Audran Gérard, Brémond Paul, Marque Sylvain R A, Yamasaki Toshihide
Aix Marseille Université, CNRS, ICR, UMR 7273 , 13397 Marseille Cedex 20, France.
N. N. Vorozhtsov Novosibirsk Institute of Organic Chemistry SB RAS , Pr. Lavrentjeva 9, 630090 Novosibirsk, Russia.
J Org Chem. 2016 Mar 4;81(5):1981-8. doi: 10.1021/acs.joc.5b02790. Epub 2016 Feb 15.
A few years ago, Bagryanskaya and colleagues (J. Org. Chem. 2011) showed that protonation of the nitroxyl fragment deactivated the alkoxyamine C-ON bond. Conversely, our group showed that protonation (Chem. Commun. 2011), as well as other chemical reactions such as oxidation or amine quaternization (Org. Lett. 2012), of the pyridyl moiety carried by the alkyl fragment was suitable to activate the homolysis of the C-ON bond. To pursue our goal of applying alkoxyamines as theranostic agents (Org. Biomol. Chem. 2014 and Mol. Pharmaceutics 2014) by activation of the C-ON bond homolysis, we turned our interest to the chemical activation of the nitroxyl fragment by oxidation/reduction of selected functions. Conversion of a hydroxyl group located close to the nitroxyl moiety successively into aldehyde, then acid, and eventually into ester, led to a successive decrease in kd.

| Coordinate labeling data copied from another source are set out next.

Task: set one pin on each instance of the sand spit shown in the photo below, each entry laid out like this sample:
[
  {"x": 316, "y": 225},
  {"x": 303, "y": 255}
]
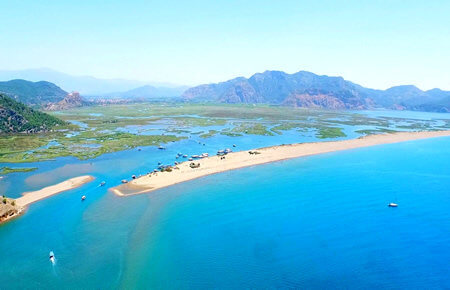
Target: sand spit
[
  {"x": 235, "y": 160},
  {"x": 33, "y": 196}
]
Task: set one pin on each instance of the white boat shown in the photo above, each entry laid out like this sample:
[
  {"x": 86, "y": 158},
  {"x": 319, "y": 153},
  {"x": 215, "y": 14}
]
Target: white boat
[{"x": 51, "y": 256}]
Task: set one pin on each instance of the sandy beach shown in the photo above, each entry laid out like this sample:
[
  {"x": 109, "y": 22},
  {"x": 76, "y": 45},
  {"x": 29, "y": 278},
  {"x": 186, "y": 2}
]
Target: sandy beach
[
  {"x": 33, "y": 196},
  {"x": 235, "y": 160}
]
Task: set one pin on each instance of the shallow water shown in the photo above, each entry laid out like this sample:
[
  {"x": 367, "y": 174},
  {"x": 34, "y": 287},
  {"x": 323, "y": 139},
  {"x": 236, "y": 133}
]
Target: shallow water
[{"x": 314, "y": 222}]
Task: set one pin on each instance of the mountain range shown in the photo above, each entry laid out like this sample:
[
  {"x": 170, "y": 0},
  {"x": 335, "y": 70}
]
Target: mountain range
[
  {"x": 306, "y": 89},
  {"x": 150, "y": 92},
  {"x": 33, "y": 93},
  {"x": 16, "y": 117},
  {"x": 86, "y": 85}
]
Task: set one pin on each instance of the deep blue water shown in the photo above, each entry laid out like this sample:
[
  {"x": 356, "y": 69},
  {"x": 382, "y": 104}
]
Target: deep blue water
[{"x": 315, "y": 222}]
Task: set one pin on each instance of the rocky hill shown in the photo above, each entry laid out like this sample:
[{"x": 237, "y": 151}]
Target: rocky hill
[
  {"x": 32, "y": 93},
  {"x": 305, "y": 89},
  {"x": 72, "y": 100},
  {"x": 16, "y": 117}
]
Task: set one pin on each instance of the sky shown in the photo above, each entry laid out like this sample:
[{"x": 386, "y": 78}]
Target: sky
[{"x": 374, "y": 43}]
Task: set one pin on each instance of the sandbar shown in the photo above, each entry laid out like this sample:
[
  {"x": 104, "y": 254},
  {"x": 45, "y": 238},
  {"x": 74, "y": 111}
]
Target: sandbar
[
  {"x": 33, "y": 196},
  {"x": 241, "y": 159}
]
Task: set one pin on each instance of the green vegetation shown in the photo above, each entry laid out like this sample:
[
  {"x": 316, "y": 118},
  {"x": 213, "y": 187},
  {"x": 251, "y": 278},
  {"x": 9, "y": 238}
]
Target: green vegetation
[
  {"x": 6, "y": 170},
  {"x": 209, "y": 134},
  {"x": 15, "y": 117},
  {"x": 33, "y": 93},
  {"x": 104, "y": 129},
  {"x": 375, "y": 131},
  {"x": 330, "y": 132},
  {"x": 249, "y": 128}
]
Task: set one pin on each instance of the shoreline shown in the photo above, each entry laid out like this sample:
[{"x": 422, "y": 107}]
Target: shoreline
[
  {"x": 16, "y": 207},
  {"x": 46, "y": 192},
  {"x": 242, "y": 159}
]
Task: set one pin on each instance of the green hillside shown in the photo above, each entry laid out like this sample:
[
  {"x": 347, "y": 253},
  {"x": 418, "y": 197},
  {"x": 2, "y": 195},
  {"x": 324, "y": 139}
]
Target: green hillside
[
  {"x": 16, "y": 117},
  {"x": 32, "y": 93}
]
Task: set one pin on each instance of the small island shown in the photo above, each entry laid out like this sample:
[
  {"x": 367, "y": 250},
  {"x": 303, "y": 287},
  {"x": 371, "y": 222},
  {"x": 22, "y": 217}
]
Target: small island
[{"x": 10, "y": 208}]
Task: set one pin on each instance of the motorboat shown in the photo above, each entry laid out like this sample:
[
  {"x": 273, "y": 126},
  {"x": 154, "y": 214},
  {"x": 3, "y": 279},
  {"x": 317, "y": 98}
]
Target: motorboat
[{"x": 51, "y": 256}]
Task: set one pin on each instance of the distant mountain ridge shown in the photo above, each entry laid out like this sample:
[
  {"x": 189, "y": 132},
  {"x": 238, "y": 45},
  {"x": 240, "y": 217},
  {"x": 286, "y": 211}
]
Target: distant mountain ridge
[
  {"x": 306, "y": 89},
  {"x": 16, "y": 117},
  {"x": 150, "y": 92},
  {"x": 32, "y": 93},
  {"x": 86, "y": 85},
  {"x": 72, "y": 100}
]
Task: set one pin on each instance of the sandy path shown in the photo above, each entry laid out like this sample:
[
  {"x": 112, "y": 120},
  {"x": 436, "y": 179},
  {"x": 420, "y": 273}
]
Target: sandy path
[
  {"x": 30, "y": 197},
  {"x": 235, "y": 160}
]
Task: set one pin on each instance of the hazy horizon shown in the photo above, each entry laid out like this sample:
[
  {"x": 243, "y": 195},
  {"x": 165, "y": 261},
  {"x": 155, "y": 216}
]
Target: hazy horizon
[{"x": 377, "y": 45}]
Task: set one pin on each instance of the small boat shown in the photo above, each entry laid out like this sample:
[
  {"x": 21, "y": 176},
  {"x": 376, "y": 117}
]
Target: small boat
[{"x": 51, "y": 256}]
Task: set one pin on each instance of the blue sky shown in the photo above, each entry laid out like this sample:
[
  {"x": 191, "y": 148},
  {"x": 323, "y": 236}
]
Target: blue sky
[{"x": 374, "y": 43}]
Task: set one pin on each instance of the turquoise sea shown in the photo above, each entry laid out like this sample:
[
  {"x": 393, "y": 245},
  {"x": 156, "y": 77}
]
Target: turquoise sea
[{"x": 315, "y": 222}]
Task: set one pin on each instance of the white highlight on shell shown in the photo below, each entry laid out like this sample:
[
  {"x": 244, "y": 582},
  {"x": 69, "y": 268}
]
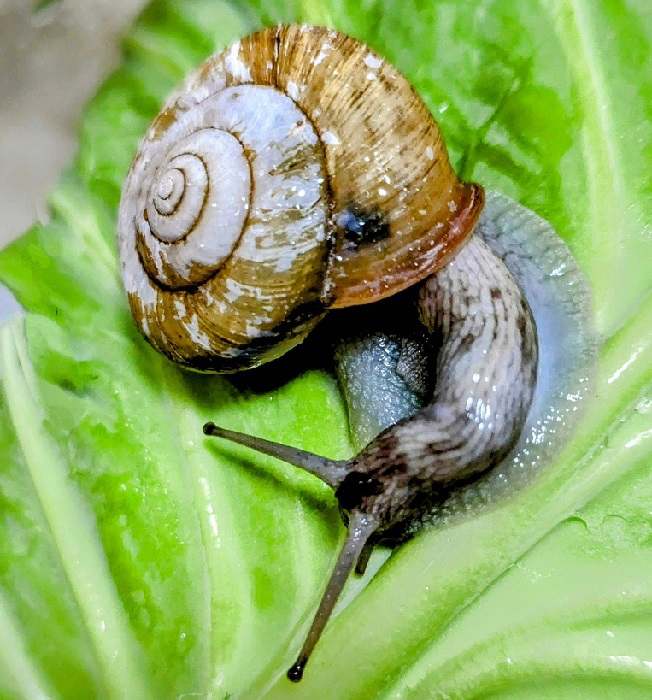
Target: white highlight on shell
[
  {"x": 372, "y": 61},
  {"x": 236, "y": 66},
  {"x": 330, "y": 138},
  {"x": 325, "y": 49}
]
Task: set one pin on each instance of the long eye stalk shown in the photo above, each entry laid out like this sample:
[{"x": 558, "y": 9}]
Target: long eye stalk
[
  {"x": 328, "y": 470},
  {"x": 361, "y": 527}
]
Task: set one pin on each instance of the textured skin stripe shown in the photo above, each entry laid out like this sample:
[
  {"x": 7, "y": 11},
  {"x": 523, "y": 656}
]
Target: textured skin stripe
[{"x": 486, "y": 375}]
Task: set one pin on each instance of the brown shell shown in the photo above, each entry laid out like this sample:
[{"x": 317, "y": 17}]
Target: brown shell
[{"x": 394, "y": 210}]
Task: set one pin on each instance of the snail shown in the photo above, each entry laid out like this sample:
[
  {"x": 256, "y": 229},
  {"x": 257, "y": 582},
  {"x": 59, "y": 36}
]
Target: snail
[{"x": 297, "y": 173}]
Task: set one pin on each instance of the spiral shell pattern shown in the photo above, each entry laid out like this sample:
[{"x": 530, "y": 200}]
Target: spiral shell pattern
[{"x": 294, "y": 171}]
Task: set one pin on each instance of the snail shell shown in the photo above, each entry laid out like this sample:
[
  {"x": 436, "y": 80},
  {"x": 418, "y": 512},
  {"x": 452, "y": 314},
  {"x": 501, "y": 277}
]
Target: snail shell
[{"x": 293, "y": 172}]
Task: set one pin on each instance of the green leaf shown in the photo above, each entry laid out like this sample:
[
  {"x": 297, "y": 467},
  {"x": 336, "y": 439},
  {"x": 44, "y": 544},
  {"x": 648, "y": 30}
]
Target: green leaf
[{"x": 139, "y": 560}]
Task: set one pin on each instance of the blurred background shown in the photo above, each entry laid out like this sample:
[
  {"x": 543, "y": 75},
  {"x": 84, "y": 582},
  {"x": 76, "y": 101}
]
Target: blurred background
[{"x": 55, "y": 54}]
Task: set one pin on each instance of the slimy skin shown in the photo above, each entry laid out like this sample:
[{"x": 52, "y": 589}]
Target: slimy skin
[
  {"x": 486, "y": 376},
  {"x": 501, "y": 405}
]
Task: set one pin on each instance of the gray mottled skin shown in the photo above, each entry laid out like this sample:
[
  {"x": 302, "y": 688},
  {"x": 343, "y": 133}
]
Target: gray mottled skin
[
  {"x": 482, "y": 398},
  {"x": 486, "y": 375},
  {"x": 486, "y": 370}
]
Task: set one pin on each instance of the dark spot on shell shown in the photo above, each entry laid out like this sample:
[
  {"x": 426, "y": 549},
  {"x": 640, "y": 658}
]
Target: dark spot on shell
[
  {"x": 355, "y": 487},
  {"x": 363, "y": 227}
]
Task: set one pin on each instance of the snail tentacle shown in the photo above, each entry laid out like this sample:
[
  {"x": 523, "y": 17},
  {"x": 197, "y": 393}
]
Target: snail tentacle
[{"x": 361, "y": 527}]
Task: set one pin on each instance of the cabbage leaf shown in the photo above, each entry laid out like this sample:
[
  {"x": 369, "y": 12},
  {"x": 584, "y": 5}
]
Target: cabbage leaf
[{"x": 139, "y": 560}]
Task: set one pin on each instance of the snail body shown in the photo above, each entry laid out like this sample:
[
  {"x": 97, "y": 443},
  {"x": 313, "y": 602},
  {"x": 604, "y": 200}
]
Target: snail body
[{"x": 298, "y": 172}]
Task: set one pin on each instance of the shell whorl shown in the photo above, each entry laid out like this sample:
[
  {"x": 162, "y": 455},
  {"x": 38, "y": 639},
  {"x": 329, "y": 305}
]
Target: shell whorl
[{"x": 294, "y": 171}]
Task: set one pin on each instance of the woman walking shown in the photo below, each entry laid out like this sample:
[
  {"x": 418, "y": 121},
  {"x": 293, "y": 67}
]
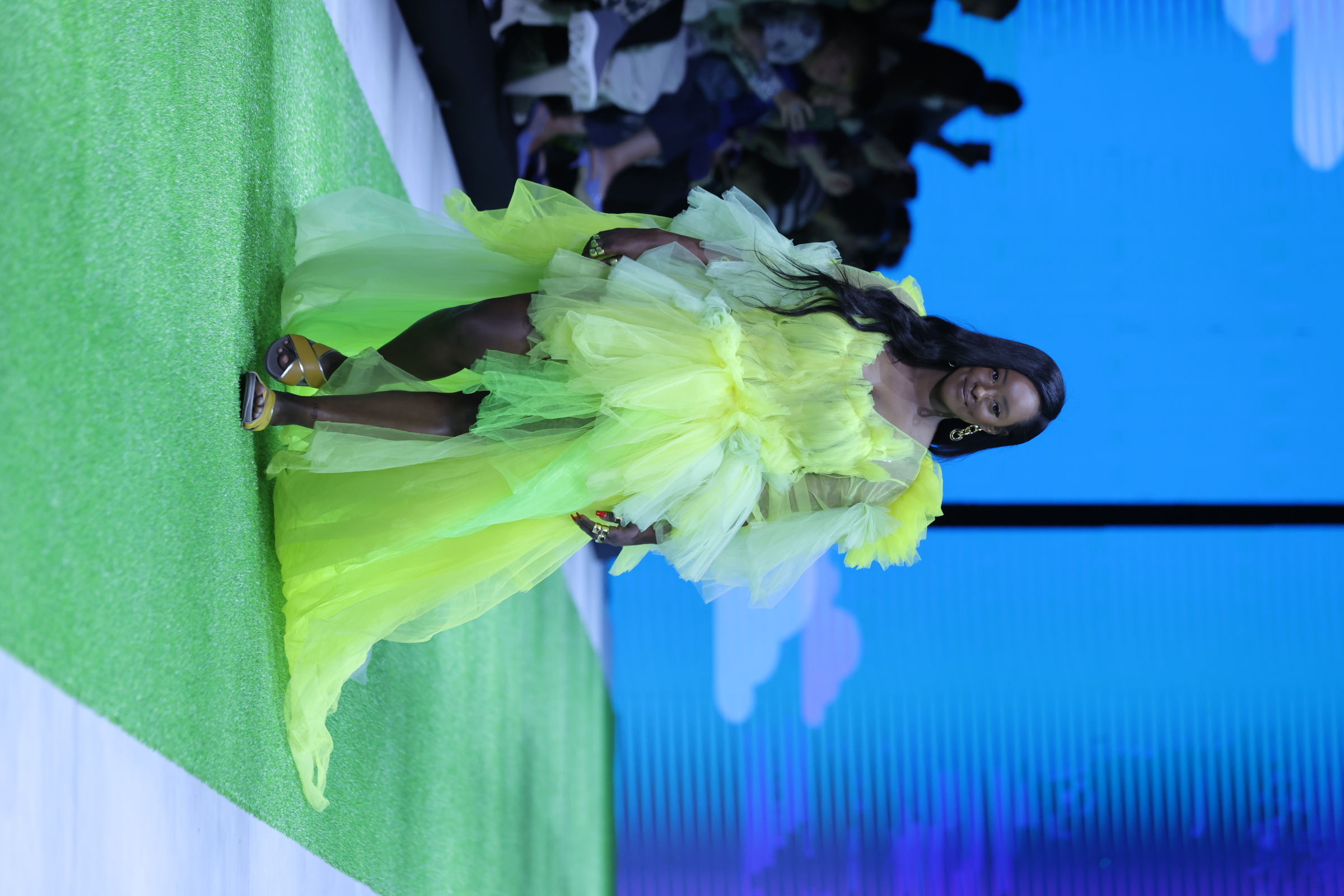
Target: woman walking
[{"x": 698, "y": 388}]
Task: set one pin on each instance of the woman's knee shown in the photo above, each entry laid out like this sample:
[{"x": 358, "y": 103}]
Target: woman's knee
[
  {"x": 456, "y": 413},
  {"x": 499, "y": 324}
]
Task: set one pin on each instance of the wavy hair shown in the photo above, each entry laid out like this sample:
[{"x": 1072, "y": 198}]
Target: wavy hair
[{"x": 932, "y": 343}]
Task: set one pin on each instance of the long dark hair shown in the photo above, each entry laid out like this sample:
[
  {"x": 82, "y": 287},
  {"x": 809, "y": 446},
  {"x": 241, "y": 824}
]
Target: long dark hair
[{"x": 932, "y": 343}]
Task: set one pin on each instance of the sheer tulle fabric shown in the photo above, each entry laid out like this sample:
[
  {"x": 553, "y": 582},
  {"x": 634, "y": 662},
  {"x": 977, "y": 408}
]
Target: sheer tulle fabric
[{"x": 656, "y": 388}]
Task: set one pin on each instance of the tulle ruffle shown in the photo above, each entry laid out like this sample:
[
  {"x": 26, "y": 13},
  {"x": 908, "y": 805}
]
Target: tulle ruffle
[{"x": 657, "y": 388}]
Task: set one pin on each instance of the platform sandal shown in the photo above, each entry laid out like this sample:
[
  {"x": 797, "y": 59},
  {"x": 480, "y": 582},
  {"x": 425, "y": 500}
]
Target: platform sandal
[
  {"x": 306, "y": 368},
  {"x": 249, "y": 403}
]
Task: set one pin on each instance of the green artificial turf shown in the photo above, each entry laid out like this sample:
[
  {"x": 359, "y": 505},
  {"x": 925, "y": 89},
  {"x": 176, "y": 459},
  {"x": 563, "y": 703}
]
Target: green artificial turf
[{"x": 150, "y": 162}]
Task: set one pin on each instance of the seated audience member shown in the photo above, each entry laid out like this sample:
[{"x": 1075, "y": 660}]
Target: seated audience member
[
  {"x": 911, "y": 19},
  {"x": 702, "y": 116},
  {"x": 926, "y": 86}
]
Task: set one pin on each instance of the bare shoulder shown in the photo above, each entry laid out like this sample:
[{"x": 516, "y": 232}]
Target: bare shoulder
[{"x": 897, "y": 398}]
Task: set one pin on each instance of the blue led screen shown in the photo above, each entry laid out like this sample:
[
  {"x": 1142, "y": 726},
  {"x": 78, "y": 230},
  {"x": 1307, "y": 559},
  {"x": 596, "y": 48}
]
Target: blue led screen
[
  {"x": 1069, "y": 712},
  {"x": 1148, "y": 220},
  {"x": 1116, "y": 711}
]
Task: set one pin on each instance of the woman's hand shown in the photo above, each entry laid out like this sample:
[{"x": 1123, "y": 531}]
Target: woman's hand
[
  {"x": 623, "y": 242},
  {"x": 631, "y": 242},
  {"x": 795, "y": 110},
  {"x": 620, "y": 536}
]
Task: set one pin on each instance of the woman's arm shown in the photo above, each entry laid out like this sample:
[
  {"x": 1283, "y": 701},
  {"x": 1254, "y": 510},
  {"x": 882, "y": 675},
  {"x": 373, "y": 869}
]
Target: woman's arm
[
  {"x": 632, "y": 242},
  {"x": 619, "y": 536}
]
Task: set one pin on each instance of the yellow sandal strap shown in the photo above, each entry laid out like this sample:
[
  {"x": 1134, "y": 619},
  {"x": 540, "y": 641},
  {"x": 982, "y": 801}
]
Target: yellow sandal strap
[
  {"x": 307, "y": 355},
  {"x": 264, "y": 418}
]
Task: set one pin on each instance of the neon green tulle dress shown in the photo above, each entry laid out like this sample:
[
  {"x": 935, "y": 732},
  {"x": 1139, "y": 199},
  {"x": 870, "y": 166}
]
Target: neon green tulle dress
[{"x": 656, "y": 388}]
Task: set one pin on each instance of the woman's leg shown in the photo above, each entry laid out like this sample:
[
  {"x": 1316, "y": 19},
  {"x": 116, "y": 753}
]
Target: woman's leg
[
  {"x": 432, "y": 413},
  {"x": 433, "y": 347}
]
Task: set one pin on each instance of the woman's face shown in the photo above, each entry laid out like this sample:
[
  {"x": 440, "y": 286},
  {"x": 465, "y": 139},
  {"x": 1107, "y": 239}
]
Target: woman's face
[
  {"x": 831, "y": 66},
  {"x": 992, "y": 398}
]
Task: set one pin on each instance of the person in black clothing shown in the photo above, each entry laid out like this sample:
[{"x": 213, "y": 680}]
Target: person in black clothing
[
  {"x": 926, "y": 86},
  {"x": 911, "y": 19}
]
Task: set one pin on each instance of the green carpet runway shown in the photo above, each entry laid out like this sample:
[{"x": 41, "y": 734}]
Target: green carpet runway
[{"x": 151, "y": 159}]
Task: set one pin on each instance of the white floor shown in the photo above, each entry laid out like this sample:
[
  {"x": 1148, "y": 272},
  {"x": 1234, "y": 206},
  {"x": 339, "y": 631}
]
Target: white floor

几年前,巴格里扬斯卡娅及其同事(《有机化学杂志》,2011年)表明,硝酰基片段的质子化使烷氧基胺的C-ON键失活。相反,我们团队表明,烷基片段携带的吡啶基部分的质子化(《化学通讯》,2011年)以及其他化学反应,如氧化或胺季铵化(《有机快报》,2012年),适合激活C-ON键的均裂。为了通过激活C-ON键均裂来实现我们将烷氧基胺用作诊疗剂的目标(《有机生物分子化学》,2014年和《分子药剂学》,2014年),我们将兴趣转向通过选定官能团的氧化/还原对硝酰基片段进行化学活化。靠近硝酰基部分的羟基依次转化为醛,然后转化为酸,最终转化为酯,导致kd值逐渐降低。